Each repeating string will be replaced by a code which represents the character and the amount of times it is to be repeated.
What is image compression?
Image compression is when pixels that are similar colours are grouped to create one average colour
The RLE algorithm is then run on the new image
The technique is lossy compression
What is Huffman coding?
Huffman coding is a lossless text compression algorithm which is most commonly used for long pieces of text data
How does Huffman coding work?
Huffman coding works by assigning a fewer number of bits to the most frequently used characters
How do you create a Huffman tree?
List the characters in ascending order of frequency, and write their frequency alongside them.
Pair up the lowest frequency letters at the bottom of the tree:
For each pair, join them to a higher node with a value of the combined frequency.
Repeat this process for every node
How do you convert a Huffman tree to binary?
Starting at the top, traverse the tree to a letter node:
For each left branch, append a 0 to the letter’s binary string.

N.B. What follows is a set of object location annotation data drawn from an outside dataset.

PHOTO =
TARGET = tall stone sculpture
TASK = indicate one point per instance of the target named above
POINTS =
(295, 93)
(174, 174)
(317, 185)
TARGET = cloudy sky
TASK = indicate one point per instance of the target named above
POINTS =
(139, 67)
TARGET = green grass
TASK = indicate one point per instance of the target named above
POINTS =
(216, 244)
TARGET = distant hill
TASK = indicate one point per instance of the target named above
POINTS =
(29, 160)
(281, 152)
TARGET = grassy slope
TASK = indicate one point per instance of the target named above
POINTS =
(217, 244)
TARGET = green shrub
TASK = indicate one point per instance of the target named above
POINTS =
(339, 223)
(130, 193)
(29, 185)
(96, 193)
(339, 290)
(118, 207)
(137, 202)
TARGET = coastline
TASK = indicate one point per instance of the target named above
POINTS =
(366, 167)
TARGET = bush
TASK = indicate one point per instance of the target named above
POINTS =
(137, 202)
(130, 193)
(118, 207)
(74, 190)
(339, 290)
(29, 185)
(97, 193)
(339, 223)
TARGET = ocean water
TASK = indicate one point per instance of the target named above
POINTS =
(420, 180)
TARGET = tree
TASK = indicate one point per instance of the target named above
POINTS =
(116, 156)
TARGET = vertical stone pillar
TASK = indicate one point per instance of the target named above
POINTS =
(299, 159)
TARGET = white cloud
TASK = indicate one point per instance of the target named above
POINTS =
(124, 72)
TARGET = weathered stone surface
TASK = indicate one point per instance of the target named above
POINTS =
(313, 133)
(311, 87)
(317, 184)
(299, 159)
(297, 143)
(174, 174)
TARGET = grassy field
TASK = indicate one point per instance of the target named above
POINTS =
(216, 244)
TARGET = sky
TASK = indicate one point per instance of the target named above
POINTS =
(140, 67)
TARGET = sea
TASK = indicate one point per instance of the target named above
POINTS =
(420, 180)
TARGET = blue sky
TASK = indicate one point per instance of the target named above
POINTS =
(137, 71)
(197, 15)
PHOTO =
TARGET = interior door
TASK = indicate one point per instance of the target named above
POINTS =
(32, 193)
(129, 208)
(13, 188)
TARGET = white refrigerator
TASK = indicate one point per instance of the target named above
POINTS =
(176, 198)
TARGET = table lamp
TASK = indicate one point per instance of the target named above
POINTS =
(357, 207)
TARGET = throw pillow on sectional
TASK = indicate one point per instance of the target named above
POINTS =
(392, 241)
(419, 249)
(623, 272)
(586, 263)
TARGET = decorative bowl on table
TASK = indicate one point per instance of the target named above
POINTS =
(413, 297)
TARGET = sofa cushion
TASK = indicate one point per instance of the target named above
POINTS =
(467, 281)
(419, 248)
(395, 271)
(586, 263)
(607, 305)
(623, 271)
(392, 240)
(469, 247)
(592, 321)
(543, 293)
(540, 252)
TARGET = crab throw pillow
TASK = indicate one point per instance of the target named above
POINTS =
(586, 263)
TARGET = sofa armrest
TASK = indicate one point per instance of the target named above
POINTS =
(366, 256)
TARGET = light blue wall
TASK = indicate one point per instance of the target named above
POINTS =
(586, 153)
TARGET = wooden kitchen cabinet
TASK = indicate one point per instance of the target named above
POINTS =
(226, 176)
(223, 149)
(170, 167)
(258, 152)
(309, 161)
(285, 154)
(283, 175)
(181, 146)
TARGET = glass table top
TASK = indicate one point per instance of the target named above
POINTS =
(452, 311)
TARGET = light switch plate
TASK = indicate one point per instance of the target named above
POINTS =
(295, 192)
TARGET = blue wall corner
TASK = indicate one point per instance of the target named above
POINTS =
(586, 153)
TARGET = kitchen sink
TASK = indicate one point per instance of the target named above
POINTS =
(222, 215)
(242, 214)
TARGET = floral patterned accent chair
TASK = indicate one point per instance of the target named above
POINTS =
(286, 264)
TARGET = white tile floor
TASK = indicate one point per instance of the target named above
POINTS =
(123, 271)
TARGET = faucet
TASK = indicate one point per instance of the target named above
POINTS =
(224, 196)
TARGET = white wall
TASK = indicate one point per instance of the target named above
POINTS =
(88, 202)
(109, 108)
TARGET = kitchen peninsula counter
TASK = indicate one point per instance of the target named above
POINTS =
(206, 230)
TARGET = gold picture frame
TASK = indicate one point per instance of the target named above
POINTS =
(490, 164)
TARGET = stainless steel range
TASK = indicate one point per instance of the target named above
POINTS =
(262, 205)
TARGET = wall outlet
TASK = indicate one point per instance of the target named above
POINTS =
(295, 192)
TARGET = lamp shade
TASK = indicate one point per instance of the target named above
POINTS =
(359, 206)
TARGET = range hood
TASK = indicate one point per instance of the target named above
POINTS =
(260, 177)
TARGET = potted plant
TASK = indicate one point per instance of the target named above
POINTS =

For each right branch, append a 1 to the letter’s binary string.
Use each letter’s reduced binary code to represent the original text
How do you read Huffman code?
For each letter, begin at the top of the tree and use the binary string as a set of directions to reach the next letter:
For each 0, go to the left.
For each 1, go to the right.
Once you reach a letter node, you can find the next letter by restarting this process from the top of the tree.
What is Huffman coding best for?
Long Data
Test data
Infrequently accessed data
A left branch of a Huffman tree should be labelled with which number?
0